Wielka więc różnica pomiędzy nagrywaczem płyt a istotą ludzką polega na tym, że ta druga posiada świadomość, zdolność odróżniania co jest dobre, a co jest złe i wolną wolę wyboru pomiędzy obiema zasadami oraz możność przyjęcia lub odrzucenia ich według jej pragnienia. Inna wielka różnica jest ta, że nagrywacz płyt nie może dowolnie wymazać lub pogłębić odciski raz wytworzone na jego płytach. Ludzie zaś mogą to uczynić w mniejszej lub większej mierze. Aby to zrozumieć, zastanówmy się co to jest dusza żyjąca.
DUSZA ŻYJĄCA
Słowo Boże mówi nam: „Stworzył tedy Pan Bóg człowieka z prochu ziemi i natchnął w oblicze jego dech żywota. I stał się człowiek duszą żyjącą” (1Moj. 2:7). Kiedy człowiek został stworzony z prochu ziemi, czyli z pierwiastków ziemi, to miał on wszelką możność słuchu, mowy, myśli i czynu; ale bez mocy życia żadna z tych władz nie mogłaby być wykonywana. Wówczas Bóg natchnął w nozdrza człowieka dech żywota — ducha lub moc życia. Wtedy dopiero, a nie wcześniej, człowiek stał się duszą żyjącą. Widzimy więc, że dusza nie jest ciałem ani nie jest to duch życia, ale jest to cała czująca istota; istota, która jest obdarzona zmysłem spostrzegania.
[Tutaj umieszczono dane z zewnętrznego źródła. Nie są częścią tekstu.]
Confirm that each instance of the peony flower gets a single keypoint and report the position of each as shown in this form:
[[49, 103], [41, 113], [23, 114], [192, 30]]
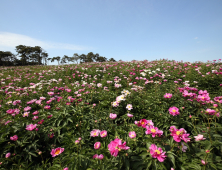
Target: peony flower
[[27, 108], [179, 134], [56, 151], [103, 133], [26, 114], [77, 142], [199, 137], [129, 115], [31, 127], [116, 146], [47, 107], [157, 153], [95, 132], [174, 111], [8, 155], [112, 116], [100, 156], [14, 138], [203, 162], [129, 107], [132, 134], [154, 131], [97, 145], [168, 95]]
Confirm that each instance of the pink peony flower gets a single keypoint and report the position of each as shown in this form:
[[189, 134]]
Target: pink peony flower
[[35, 112], [31, 127], [7, 122], [154, 131], [199, 137], [95, 132], [14, 138], [129, 107], [174, 111], [179, 134], [112, 116], [203, 162], [77, 142], [157, 153], [27, 108], [132, 134], [95, 156], [10, 111], [47, 107], [56, 151], [8, 155], [115, 146], [100, 156], [103, 133], [26, 114], [97, 145], [168, 95], [129, 115]]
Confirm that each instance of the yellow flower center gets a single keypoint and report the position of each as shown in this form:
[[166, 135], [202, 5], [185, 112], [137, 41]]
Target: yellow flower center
[[157, 151], [153, 130]]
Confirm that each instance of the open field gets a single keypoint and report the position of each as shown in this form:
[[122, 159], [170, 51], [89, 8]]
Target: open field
[[115, 115]]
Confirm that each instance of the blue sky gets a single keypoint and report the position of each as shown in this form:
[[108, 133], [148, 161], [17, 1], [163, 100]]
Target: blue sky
[[188, 30]]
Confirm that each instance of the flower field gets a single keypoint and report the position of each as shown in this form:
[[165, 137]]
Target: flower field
[[117, 115]]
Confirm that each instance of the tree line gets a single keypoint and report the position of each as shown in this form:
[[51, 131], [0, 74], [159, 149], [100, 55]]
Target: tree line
[[38, 56]]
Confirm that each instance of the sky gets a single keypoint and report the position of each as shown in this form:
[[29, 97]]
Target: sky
[[188, 30]]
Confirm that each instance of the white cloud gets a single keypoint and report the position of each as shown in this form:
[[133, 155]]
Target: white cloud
[[11, 40]]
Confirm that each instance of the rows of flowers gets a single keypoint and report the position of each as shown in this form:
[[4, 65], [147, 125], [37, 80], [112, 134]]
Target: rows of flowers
[[118, 115]]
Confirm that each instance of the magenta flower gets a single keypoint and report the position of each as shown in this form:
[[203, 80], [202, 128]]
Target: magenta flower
[[26, 114], [129, 107], [168, 95], [142, 122], [154, 131], [115, 146], [97, 145], [56, 151], [95, 156], [14, 138], [157, 153], [112, 116], [47, 107], [8, 155], [199, 137], [27, 108], [77, 142], [174, 111], [31, 127], [179, 134], [103, 133], [7, 122], [35, 112], [49, 116], [132, 134], [10, 111], [95, 132], [129, 115]]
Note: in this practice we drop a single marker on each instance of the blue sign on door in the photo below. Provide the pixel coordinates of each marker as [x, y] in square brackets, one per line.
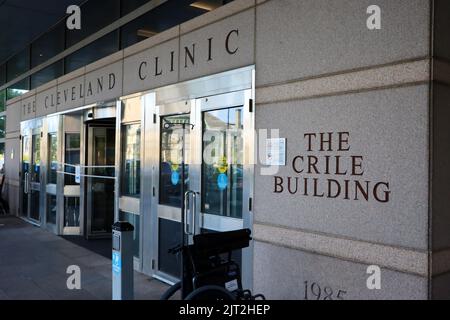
[175, 177]
[116, 262]
[222, 181]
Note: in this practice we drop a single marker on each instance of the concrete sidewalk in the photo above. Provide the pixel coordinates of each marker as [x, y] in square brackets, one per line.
[33, 264]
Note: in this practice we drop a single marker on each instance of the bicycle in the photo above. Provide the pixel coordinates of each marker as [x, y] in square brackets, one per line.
[209, 271]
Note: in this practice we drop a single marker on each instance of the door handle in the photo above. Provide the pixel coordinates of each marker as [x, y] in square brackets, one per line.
[26, 187]
[187, 197]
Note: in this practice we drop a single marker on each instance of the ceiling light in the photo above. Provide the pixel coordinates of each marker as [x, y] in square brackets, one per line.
[146, 33]
[208, 5]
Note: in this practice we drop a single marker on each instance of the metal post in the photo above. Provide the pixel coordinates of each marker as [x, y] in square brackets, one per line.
[122, 261]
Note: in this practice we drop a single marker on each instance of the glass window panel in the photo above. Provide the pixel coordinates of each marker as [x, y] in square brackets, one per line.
[25, 169]
[71, 211]
[2, 157]
[130, 5]
[96, 50]
[18, 64]
[2, 74]
[134, 219]
[2, 100]
[47, 74]
[18, 89]
[36, 168]
[2, 127]
[71, 157]
[51, 208]
[171, 158]
[52, 157]
[48, 45]
[222, 168]
[131, 162]
[96, 14]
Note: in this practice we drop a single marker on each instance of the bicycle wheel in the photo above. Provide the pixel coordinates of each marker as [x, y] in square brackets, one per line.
[171, 291]
[211, 293]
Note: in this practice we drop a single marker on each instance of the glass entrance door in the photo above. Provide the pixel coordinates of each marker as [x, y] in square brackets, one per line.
[218, 174]
[31, 171]
[100, 172]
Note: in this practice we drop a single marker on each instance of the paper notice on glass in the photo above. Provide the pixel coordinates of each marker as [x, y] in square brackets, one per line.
[276, 152]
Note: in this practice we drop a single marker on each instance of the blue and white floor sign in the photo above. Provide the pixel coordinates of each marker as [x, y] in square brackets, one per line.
[222, 181]
[175, 177]
[116, 262]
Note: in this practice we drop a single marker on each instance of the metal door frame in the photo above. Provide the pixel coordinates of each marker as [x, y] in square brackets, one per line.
[50, 189]
[130, 205]
[73, 191]
[211, 87]
[85, 193]
[29, 128]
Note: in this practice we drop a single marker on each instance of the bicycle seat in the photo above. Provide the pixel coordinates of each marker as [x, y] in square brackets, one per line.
[209, 244]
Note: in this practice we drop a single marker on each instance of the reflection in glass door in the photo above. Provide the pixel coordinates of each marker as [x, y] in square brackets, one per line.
[31, 171]
[219, 173]
[71, 201]
[170, 195]
[52, 167]
[26, 164]
[100, 180]
[35, 176]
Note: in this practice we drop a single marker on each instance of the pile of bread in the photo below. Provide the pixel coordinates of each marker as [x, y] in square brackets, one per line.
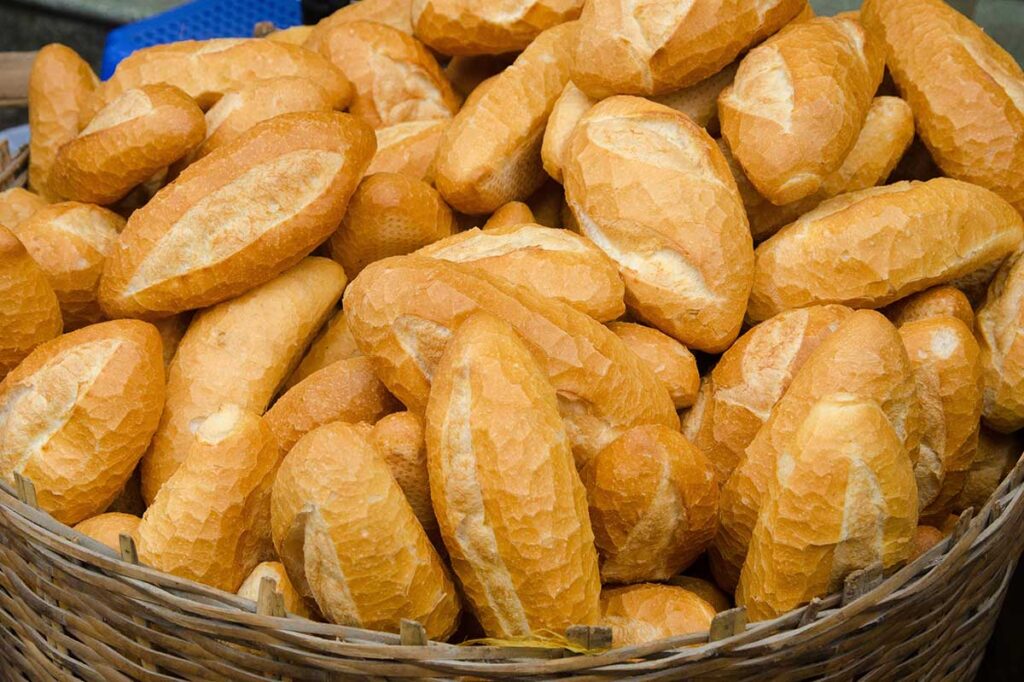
[582, 343]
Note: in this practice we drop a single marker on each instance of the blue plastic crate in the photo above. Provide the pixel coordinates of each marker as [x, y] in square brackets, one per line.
[198, 20]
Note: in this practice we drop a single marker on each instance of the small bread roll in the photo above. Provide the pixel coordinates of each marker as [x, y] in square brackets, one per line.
[108, 528]
[509, 502]
[751, 377]
[798, 102]
[402, 311]
[491, 153]
[349, 540]
[239, 217]
[239, 352]
[843, 499]
[77, 415]
[32, 313]
[967, 92]
[294, 603]
[71, 242]
[646, 612]
[653, 504]
[671, 360]
[59, 84]
[935, 231]
[389, 215]
[407, 147]
[653, 192]
[864, 357]
[633, 47]
[395, 78]
[211, 521]
[553, 263]
[344, 391]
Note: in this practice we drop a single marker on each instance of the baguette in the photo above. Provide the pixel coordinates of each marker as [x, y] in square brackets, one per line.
[553, 263]
[239, 352]
[632, 47]
[653, 192]
[491, 153]
[134, 136]
[750, 378]
[71, 242]
[239, 217]
[77, 415]
[934, 232]
[966, 91]
[349, 540]
[653, 505]
[389, 215]
[211, 520]
[844, 501]
[523, 554]
[864, 357]
[59, 84]
[402, 311]
[808, 90]
[32, 313]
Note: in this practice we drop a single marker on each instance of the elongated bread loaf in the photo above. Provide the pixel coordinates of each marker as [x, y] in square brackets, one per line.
[211, 521]
[842, 499]
[554, 263]
[59, 84]
[491, 153]
[966, 91]
[751, 377]
[653, 504]
[524, 554]
[864, 357]
[78, 413]
[349, 540]
[934, 232]
[633, 47]
[32, 313]
[653, 192]
[798, 101]
[238, 217]
[402, 311]
[239, 352]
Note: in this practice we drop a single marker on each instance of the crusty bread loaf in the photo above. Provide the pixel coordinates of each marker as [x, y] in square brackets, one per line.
[349, 540]
[798, 102]
[864, 357]
[239, 352]
[554, 263]
[402, 311]
[750, 378]
[633, 47]
[491, 153]
[390, 214]
[671, 360]
[131, 138]
[71, 242]
[966, 91]
[645, 612]
[395, 78]
[653, 192]
[78, 413]
[842, 499]
[523, 554]
[211, 520]
[59, 83]
[238, 217]
[31, 311]
[935, 231]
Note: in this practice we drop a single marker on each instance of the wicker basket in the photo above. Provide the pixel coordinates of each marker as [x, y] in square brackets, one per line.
[72, 608]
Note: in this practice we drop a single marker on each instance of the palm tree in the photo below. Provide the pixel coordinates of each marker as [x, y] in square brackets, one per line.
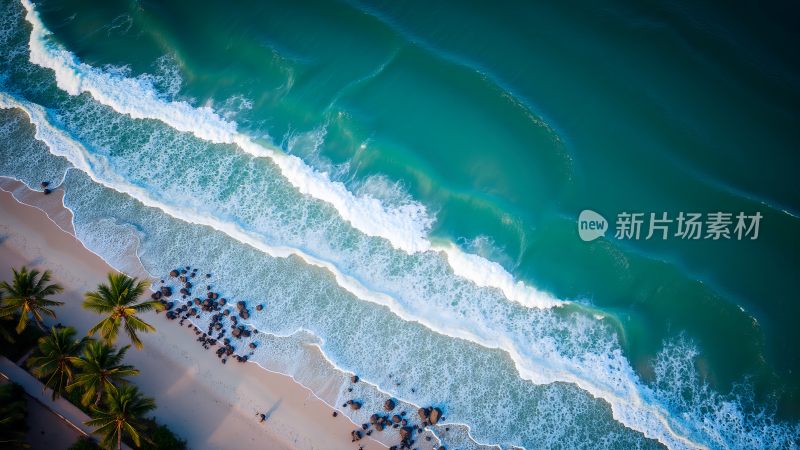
[13, 412]
[122, 413]
[27, 296]
[118, 301]
[100, 368]
[58, 355]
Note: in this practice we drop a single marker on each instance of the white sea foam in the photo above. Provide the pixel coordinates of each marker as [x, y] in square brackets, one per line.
[405, 226]
[606, 375]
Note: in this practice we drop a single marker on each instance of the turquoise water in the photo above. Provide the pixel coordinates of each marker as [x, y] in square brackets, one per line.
[451, 124]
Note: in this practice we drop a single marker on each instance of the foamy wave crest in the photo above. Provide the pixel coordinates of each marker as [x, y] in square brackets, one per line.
[487, 273]
[405, 226]
[604, 374]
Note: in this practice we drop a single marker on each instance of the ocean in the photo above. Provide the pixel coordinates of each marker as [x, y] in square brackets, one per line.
[399, 183]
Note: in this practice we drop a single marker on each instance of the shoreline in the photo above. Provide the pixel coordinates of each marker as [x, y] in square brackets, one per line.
[37, 231]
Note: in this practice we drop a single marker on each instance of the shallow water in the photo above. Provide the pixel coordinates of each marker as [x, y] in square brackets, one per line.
[403, 194]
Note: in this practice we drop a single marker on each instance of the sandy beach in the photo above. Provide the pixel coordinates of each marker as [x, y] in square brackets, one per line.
[209, 405]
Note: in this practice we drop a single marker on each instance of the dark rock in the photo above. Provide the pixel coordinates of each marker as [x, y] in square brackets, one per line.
[423, 414]
[435, 415]
[406, 433]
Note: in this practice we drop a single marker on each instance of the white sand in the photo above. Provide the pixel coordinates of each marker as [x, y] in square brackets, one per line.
[210, 405]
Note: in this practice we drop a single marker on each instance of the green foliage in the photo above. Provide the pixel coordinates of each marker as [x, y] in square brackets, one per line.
[117, 301]
[13, 414]
[56, 359]
[100, 368]
[160, 437]
[85, 443]
[122, 415]
[26, 297]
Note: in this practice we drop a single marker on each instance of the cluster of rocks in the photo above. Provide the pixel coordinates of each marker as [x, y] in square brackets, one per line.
[223, 319]
[382, 420]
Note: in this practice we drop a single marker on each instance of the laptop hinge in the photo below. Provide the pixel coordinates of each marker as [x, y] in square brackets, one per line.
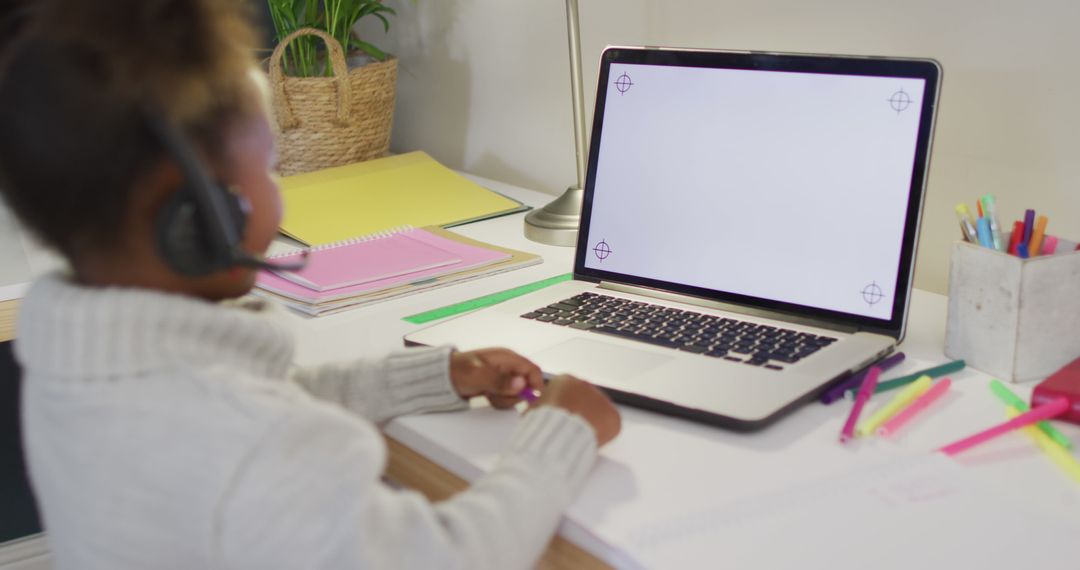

Dominującą częścią duszy jest wola. Jest to ja, rzeczywista osoba, ponieważ w pewnym znaczeniu ciało jest tylko narzędziem woli. Jednak nie może być woli bez ciała. Człowiek, którego mózg został uszkodzony, nie może powiedzieć po odzyskaniu przytomności, co się stało w czasie jego nieświadomości. Jest to niewątpliwie dobitny dowód, że jego umysł i wola nie są niezależne od jego organizmu.